Crédit immobilier : une hausse des taux modérée

Les taux d'intérêt des prêts immobiliers accordés aux particuliers par les banques ont poursuivi leur faible remontée en avril. Surtout, les établissements n'ont pas modifié leurs conditions de crédit réservant aux candidats de réelles opportunités.

L’annonce sonne telle une formule proverbiale. « Avril ne devrait pas être le mois qui renversera la tendance pour les barèmes bancaires », avance  Cécile Roquelaure, directrice de la communication d'Empruntis.com.  En effet, la douce remontée continue. Pourquoi douce ? « Tout simplement parce que ce mois-ci encore, plusieurs établissements bancaires relèvent leurs barèmes avec une hausse limitée. » Pas d’affolement donc  car « si la remontée des taux de crédits immobiliers entamée depuis la fin de l’année dernière se poursuit, elle connaît un véritable ralentissement en ce mois d’avril, pour arriver à une quasi-stagnation », explique de son côté Philippe Taboret, directeur général adjoint de Cafpi.

Une hausse raisonnée. Alors côté emprunteurs, à quoi faut-il s’attendre ? Ils vont payer leur emprunt immobilier un tout petit peu plus cher. La moyenne hors assurance pour les crédits sur vingt ans s’établit à 1,80% au 4 avril 2016, contre 1,70% en mars et 1,50% en novembre 2016 selon le courtier Empruntis.com. Mi-avril 2016, il y a donc un an, ce même vingt ans brut moyen s’établissait à 2,05%. « Le mouvement haussier reste raisonné et raisonnable. » Cafpi arrive quant à lui à négocier pour ses clients aux meilleurs profils des taux allant de 1,20% sur 20 ans à 1,50% sur 25 ans.

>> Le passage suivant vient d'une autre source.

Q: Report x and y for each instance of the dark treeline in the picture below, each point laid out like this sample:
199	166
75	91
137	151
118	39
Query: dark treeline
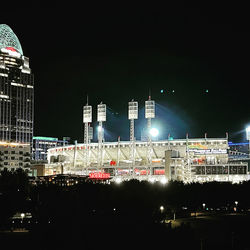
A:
98	214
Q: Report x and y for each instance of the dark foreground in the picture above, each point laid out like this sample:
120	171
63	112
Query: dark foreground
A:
221	231
125	216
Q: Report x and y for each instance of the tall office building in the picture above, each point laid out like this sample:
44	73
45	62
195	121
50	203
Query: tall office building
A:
16	90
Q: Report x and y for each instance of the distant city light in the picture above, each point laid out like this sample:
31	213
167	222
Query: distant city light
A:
154	132
248	132
118	180
164	180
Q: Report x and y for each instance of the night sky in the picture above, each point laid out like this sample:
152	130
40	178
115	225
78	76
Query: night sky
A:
115	55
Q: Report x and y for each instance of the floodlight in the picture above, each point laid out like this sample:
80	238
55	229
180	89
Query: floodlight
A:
154	132
118	180
163	180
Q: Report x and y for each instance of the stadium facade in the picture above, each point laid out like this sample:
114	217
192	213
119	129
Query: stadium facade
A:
188	160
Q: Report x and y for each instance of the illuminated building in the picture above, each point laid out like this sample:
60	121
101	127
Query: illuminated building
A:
16	102
42	144
188	160
14	155
16	90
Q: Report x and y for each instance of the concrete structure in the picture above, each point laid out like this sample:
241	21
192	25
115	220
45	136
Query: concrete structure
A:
16	102
41	145
188	160
14	155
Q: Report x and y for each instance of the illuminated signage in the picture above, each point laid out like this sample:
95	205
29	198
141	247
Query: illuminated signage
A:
159	171
99	175
11	51
44	138
197	146
207	151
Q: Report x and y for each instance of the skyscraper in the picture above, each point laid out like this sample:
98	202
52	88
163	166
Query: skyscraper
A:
16	90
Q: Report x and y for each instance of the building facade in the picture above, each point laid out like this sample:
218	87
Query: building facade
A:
16	90
42	144
14	155
188	160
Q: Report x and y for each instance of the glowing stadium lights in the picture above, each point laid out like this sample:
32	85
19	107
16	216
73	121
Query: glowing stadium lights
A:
118	180
101	117
163	180
132	115
87	118
149	114
248	138
154	132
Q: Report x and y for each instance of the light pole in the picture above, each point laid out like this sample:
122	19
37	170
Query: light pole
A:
236	205
161	209
248	138
22	216
203	205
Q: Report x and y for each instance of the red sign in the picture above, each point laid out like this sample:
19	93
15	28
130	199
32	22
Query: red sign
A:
112	163
99	175
159	171
11	49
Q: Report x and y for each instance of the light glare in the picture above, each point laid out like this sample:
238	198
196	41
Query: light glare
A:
154	132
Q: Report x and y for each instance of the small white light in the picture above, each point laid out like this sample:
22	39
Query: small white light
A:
163	180
118	180
154	132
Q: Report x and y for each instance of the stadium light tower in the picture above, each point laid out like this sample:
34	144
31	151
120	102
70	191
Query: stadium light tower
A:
149	114
87	118
132	115
101	117
248	138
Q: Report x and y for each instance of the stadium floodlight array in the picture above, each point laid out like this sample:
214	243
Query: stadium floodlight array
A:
101	117
149	114
132	115
87	118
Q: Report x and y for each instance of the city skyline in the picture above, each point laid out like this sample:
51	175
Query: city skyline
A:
199	54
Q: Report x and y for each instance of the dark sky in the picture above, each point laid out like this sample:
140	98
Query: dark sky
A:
116	55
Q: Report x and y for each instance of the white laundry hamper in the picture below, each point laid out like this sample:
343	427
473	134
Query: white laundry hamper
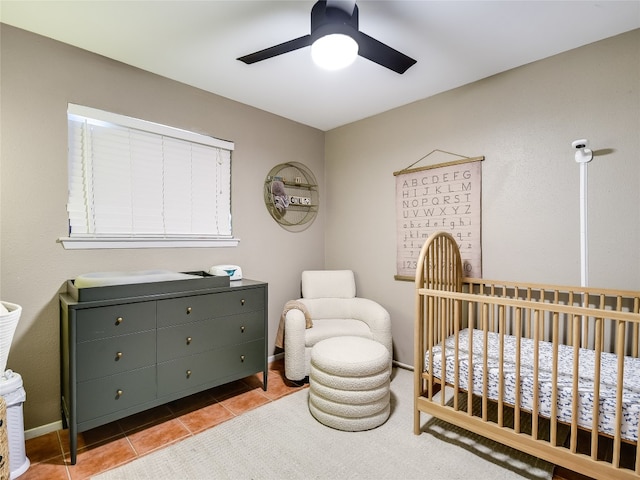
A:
12	390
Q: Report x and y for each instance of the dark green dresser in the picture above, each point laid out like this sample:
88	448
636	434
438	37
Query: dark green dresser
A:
148	346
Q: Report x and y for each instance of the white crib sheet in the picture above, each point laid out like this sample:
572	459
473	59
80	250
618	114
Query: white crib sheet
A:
631	394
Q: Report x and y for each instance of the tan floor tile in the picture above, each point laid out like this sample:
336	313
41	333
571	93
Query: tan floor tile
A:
92	436
100	458
43	447
246	401
151	438
50	469
146	417
206	417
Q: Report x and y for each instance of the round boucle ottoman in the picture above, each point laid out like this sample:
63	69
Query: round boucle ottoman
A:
349	383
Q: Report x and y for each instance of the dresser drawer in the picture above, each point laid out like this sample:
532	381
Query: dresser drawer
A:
110	394
95	323
196	337
109	356
201	307
188	372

Période propice. Il semble que les candidats à l’accession ont conscience de cette opportunité. « Les beaux jours les incitent à lancer leurs projets immobiliers », note Philippe Taboret. Et les banques au diapason sont prêtes à faire de très beaux efforts. La période du printemps, propice aux achats immobiliers, les incite à limiter au maximum toute hausse des taux pour profiter à plein de cette situation. « Elles ont la volonté de réaliser la majeure partie de leurs objectifs sur la première moitié de l’année, ce qui permet de contenir la hausse », détaille Cécile Roquelaure. Enfin, certaines banques, ayant annoncé des objectifs commerciaux élevés pour 2017, n’hésitent pas à uniformiser leurs barèmes afin de se replacer correctement face à la concurrence.  

De réelles opportunités. S’il n’est évidemment pas question de coup de frein sur la distribution de crédits immobiliers, les derniers chiffres de la Banque de France confirment toutefois une baisse de la production de nouveaux crédits à l'habitat en février par rapport à janvier (32,6 Mds € vs 37 en janvier et 33,2 en décembre). Il est probable que ce volume baisse encore tout comme la part des renégociations.
« Cette baisse d'activité à venir, que nous relevions dans notre bilan trimestriel, pourrait ouvrir une nouvelle voie de négociation aux emprunteurs, au moins avec les banques qui souhaiteront accélérer pour atteindre 80% de leurs objectifs avant l'été », confie Cécile Roquelaure. A suivre.  

 Renégocier son crédit : une bonne idée ? 
Si les taux remontent depuis fin novembre/début décembre, ils sont toujours historiquement bas. Pour un crédit souscrit en avril 2014* au taux moyen de 3,30% (hors assurance) sur 20 ans et un rachat aujourd'hui au taux moyen de 1,55% sur la durée résiduelle (17 ans), la mensualité hors assurance va passer de 969 à 840 €. Le coût du crédit passera quant à lui de 48.131 € (les intérêts restant dus au titre du crédit en cours) à 20.797 € (le nouveau crédit).
Soit un gain de 27.000 € environ auquel il conviendra de retirer les indemnités de remboursement anticipé (dans notre exemple 2.469 €) et les frais pour la nouvelle garantie.

*Exemple chiffré Empruntis

A quelles conditions renégocier ?
La durée : l'emprunteur doit être dans son premier tiers de remboursement pour optimiser l'impact sur les intérêts restant à payer. Ex : pour un prêt sur 20 ans, c'est dans les 6 premières années que l'opération sera la plus rentable. Il sera possible de « déborder » un peu en fonction du montant du prêt.
L'écart de taux : entre les taux actuels et le taux du crédit souscrit, l'écart doit être de 0.70 à 1 point.
Le montant emprunté restant à rembourser : il doit être au minimum de 70.000 € environ, en-deçà les banques estimeront que le montant est insuffisant pour le racheter.